EL SAGITARIO
Subí la escalera de mármol negro en solicitud de mi flecha, disparada sin tino. La hallé clavada en la puerta de cedro, embellecida de dibujos simétricos.
Yo acostumbraba disparar el arco de plata semejante al de Apolo, con el fin de interrogar a la fortuna. Yo estaba a punto de salir en un bajel de vela cuadrada y no fiaba sino en los de vela triangular. Había crecido satisfaciendo mis veleidades y caprichos.
Una mujer salió a espaldas de mí, se adelantó resueltamente a desprender la flecha trémula y me la alargó sin decir una palabra. Su presencia había impedido el acierto de mi disparo. Yo reconocí una de las enemigas de Orfeo.

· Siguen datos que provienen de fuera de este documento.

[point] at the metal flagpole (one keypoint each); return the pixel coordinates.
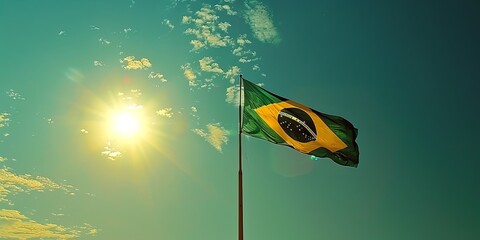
(240, 187)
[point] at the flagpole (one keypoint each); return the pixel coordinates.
(240, 187)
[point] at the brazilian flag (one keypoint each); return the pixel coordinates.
(278, 120)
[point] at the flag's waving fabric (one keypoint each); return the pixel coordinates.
(276, 119)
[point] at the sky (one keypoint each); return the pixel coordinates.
(119, 119)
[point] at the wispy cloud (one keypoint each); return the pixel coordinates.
(224, 26)
(205, 28)
(227, 8)
(232, 73)
(260, 20)
(104, 41)
(14, 95)
(11, 184)
(15, 225)
(97, 63)
(215, 134)
(167, 23)
(132, 64)
(189, 74)
(233, 95)
(207, 64)
(4, 119)
(165, 112)
(110, 152)
(158, 76)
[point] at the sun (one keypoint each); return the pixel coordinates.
(126, 124)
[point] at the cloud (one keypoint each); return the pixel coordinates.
(207, 64)
(97, 63)
(224, 26)
(233, 95)
(242, 40)
(166, 112)
(197, 44)
(259, 18)
(14, 95)
(11, 184)
(157, 75)
(189, 74)
(215, 134)
(104, 41)
(15, 225)
(132, 64)
(4, 120)
(232, 73)
(205, 29)
(226, 8)
(167, 23)
(110, 152)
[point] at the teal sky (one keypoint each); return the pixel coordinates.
(405, 73)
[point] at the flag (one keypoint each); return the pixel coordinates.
(282, 121)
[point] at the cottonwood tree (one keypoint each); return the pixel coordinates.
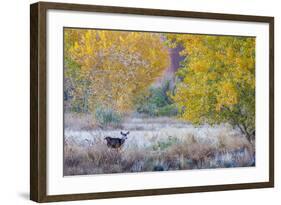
(110, 68)
(217, 80)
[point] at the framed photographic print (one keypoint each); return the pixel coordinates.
(134, 102)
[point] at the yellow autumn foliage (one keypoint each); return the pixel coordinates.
(217, 79)
(112, 67)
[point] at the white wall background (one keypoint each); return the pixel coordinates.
(14, 101)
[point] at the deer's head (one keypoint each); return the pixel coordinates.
(124, 134)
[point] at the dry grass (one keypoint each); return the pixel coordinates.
(162, 148)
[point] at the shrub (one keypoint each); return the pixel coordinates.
(108, 117)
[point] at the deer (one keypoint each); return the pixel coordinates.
(115, 142)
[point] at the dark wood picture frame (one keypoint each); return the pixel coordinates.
(38, 95)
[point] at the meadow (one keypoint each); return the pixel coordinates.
(154, 144)
(187, 101)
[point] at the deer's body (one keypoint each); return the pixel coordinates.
(115, 142)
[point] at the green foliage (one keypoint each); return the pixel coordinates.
(108, 117)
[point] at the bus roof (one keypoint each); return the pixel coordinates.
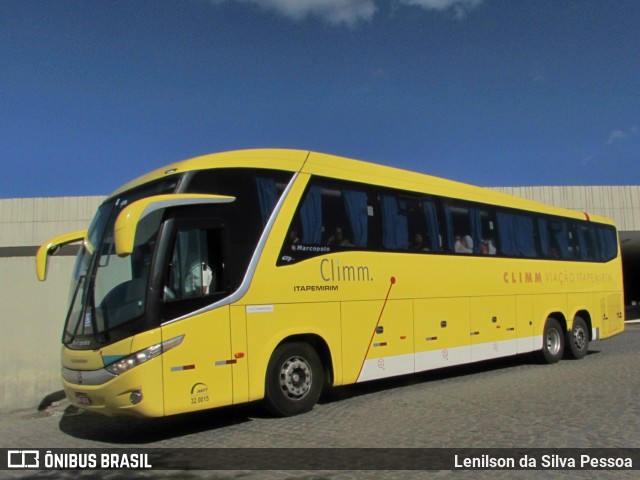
(314, 163)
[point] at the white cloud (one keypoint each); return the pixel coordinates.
(459, 7)
(335, 12)
(351, 12)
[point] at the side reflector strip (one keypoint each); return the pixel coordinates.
(220, 363)
(184, 367)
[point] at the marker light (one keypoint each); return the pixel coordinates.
(135, 359)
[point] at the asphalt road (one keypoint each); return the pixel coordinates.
(514, 402)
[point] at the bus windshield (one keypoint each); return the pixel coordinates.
(108, 291)
(204, 256)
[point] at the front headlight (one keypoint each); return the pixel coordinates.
(135, 359)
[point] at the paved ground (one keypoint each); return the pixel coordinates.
(591, 403)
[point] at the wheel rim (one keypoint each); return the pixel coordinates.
(553, 341)
(579, 337)
(295, 378)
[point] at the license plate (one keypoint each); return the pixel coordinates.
(83, 399)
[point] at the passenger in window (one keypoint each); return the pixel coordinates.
(338, 239)
(464, 244)
(487, 247)
(418, 244)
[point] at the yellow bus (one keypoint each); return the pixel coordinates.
(272, 274)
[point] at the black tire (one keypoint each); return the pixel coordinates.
(294, 379)
(577, 339)
(552, 342)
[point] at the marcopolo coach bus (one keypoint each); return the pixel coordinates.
(271, 274)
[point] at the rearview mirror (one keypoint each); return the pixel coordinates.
(130, 216)
(50, 247)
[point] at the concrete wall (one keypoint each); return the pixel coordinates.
(621, 204)
(32, 313)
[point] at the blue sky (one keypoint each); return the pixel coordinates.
(489, 92)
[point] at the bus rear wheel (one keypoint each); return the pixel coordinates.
(577, 339)
(294, 379)
(552, 342)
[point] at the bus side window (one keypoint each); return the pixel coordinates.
(395, 228)
(460, 233)
(196, 266)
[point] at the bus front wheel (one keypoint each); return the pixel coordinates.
(577, 339)
(552, 342)
(294, 379)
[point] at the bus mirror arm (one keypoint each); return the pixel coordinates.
(131, 215)
(52, 246)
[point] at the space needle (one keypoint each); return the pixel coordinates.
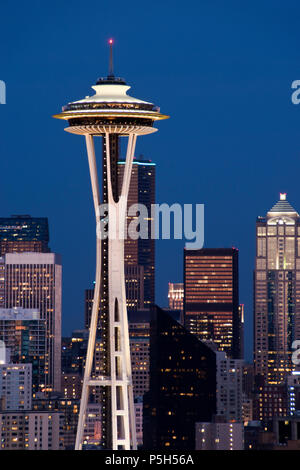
(110, 113)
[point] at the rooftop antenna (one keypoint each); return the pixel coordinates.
(111, 65)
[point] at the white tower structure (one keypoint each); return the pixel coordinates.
(110, 113)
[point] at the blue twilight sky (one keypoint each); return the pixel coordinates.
(222, 70)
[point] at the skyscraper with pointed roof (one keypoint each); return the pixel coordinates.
(276, 291)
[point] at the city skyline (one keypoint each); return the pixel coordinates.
(256, 87)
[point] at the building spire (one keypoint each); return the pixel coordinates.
(111, 65)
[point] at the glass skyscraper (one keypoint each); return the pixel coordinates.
(23, 233)
(277, 291)
(211, 297)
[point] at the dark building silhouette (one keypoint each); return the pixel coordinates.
(23, 233)
(140, 252)
(211, 297)
(182, 385)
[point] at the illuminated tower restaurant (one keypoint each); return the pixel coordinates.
(277, 291)
(110, 113)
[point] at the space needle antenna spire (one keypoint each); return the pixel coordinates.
(111, 63)
(109, 114)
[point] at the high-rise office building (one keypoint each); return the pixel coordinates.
(24, 334)
(229, 387)
(277, 291)
(219, 436)
(182, 385)
(23, 233)
(211, 297)
(139, 338)
(34, 281)
(31, 430)
(140, 252)
(15, 387)
(176, 295)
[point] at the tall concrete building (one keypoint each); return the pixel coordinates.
(34, 281)
(24, 335)
(211, 297)
(15, 387)
(182, 385)
(277, 291)
(176, 295)
(31, 430)
(23, 233)
(229, 387)
(140, 252)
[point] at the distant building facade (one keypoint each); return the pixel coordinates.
(182, 385)
(23, 233)
(15, 387)
(176, 295)
(141, 252)
(24, 335)
(211, 297)
(219, 436)
(277, 291)
(34, 281)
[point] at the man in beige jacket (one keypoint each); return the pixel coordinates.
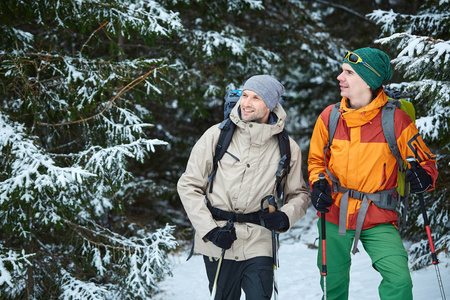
(245, 175)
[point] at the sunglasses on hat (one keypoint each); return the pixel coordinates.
(355, 59)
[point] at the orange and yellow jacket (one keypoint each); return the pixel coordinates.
(361, 159)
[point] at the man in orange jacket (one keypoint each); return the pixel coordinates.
(361, 168)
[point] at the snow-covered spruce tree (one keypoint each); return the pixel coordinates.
(423, 43)
(225, 42)
(70, 121)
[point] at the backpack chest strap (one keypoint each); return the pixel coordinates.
(364, 198)
(223, 215)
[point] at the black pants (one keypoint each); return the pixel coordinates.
(254, 276)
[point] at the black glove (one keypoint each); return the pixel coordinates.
(321, 195)
(277, 220)
(222, 237)
(420, 180)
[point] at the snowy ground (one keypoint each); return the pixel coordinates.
(298, 275)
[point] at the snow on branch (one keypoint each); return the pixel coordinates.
(419, 53)
(142, 258)
(30, 167)
(432, 21)
(12, 262)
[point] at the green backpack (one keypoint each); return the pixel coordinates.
(387, 121)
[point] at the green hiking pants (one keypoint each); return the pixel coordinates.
(388, 255)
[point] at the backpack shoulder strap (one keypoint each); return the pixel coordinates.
(387, 122)
(285, 161)
(332, 123)
(227, 128)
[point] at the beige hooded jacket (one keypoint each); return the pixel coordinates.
(240, 185)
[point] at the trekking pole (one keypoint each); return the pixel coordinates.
(414, 166)
(324, 248)
(228, 227)
(273, 208)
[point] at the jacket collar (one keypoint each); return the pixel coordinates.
(364, 115)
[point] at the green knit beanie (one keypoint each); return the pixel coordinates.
(376, 59)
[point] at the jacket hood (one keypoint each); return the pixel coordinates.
(359, 117)
(276, 119)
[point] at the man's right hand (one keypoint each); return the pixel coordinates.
(222, 237)
(321, 195)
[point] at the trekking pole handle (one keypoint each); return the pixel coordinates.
(272, 203)
(413, 162)
(414, 166)
(321, 182)
(229, 225)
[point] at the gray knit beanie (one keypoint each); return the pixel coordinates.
(267, 87)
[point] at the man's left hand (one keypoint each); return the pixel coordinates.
(420, 180)
(277, 220)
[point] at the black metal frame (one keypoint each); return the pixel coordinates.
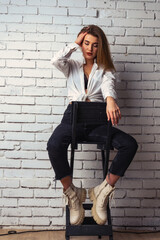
(90, 113)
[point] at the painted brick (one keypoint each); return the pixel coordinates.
(33, 97)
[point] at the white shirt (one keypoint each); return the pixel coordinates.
(100, 83)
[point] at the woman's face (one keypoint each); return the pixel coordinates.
(90, 47)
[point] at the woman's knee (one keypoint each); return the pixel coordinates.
(132, 144)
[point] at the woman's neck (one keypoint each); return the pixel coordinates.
(89, 62)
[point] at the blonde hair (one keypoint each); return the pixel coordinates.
(104, 59)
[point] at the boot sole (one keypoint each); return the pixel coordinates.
(83, 195)
(94, 213)
(83, 198)
(81, 219)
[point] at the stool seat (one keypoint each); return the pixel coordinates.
(90, 113)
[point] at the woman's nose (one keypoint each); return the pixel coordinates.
(90, 48)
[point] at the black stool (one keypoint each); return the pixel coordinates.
(90, 113)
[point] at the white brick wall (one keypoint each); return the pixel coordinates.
(33, 99)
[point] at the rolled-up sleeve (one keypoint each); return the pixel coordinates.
(108, 85)
(61, 58)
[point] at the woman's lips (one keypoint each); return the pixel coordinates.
(89, 54)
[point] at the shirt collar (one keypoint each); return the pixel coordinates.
(83, 61)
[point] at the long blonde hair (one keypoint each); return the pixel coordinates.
(104, 59)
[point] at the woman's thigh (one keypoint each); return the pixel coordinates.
(118, 137)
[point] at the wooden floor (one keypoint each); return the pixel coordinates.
(60, 235)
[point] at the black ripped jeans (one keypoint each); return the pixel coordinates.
(59, 141)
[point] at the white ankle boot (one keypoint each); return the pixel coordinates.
(100, 195)
(75, 197)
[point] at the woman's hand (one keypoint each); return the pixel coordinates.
(80, 38)
(113, 111)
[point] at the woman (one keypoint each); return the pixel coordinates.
(90, 80)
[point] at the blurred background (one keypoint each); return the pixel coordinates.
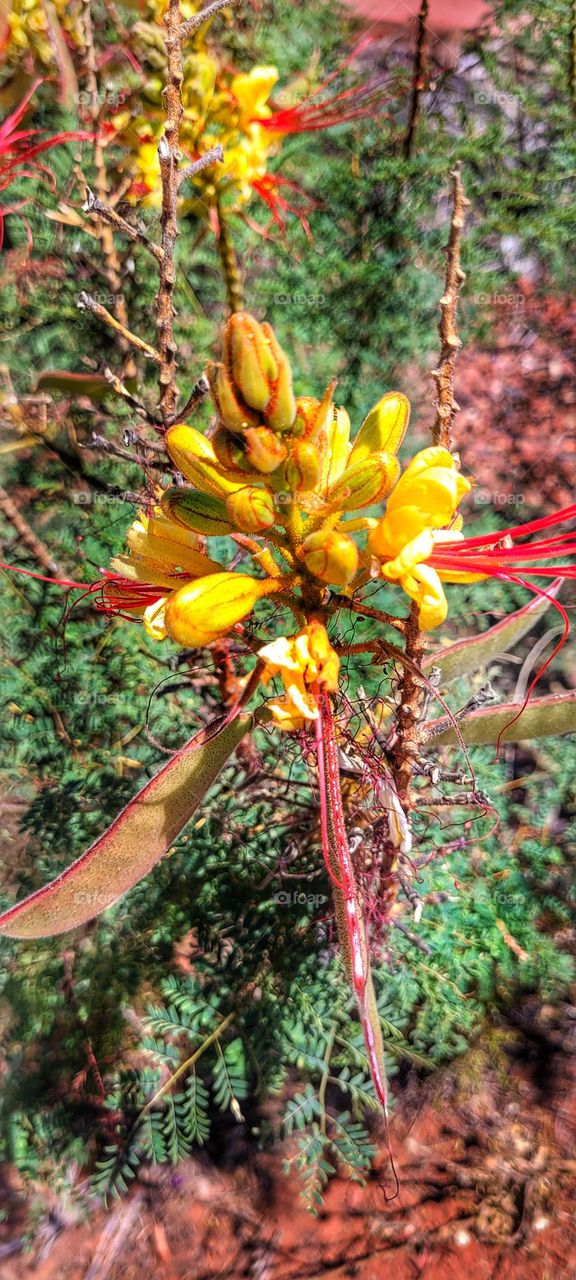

Quedé prendado de aquella mujer imperiosa, ataviada con la piel de una pantera. Creí haberla visto a la cabeza de una procesión ensañada con las ofrendas tributadas al mausoleo del amante de Eurídice. Su gesto de cólera desentonaba en la noche colmada.
Defendí una vez más las cenizas del maestro y espanté la turba de las mujeres encarnizadas, simulando, desde una arboleda, rugidos salvajes. Yo esperaba sufrir de un momento a otro el desquite de aquella estratagema.
La mujer subió conmigo dentro de la nave y llamó despóticamente a su servicio las fieras del mar, ocultas en los arrecifes. Los marinos se entendieron con la mirada y escogieron un rumbo nuevo. El sol trazó varias veces el arco de su carrera sobre el circuito de las aguas. Un ave desconocida volaba delante de nosotros.
Yo fui abandonado a mis propios recursos en un litoral cenagoso, desde donde se veía, a breve distancia, un monumento consagrado a las furias.
Yo descubrí el nombre del sitio recordando una lamentación de Orestes.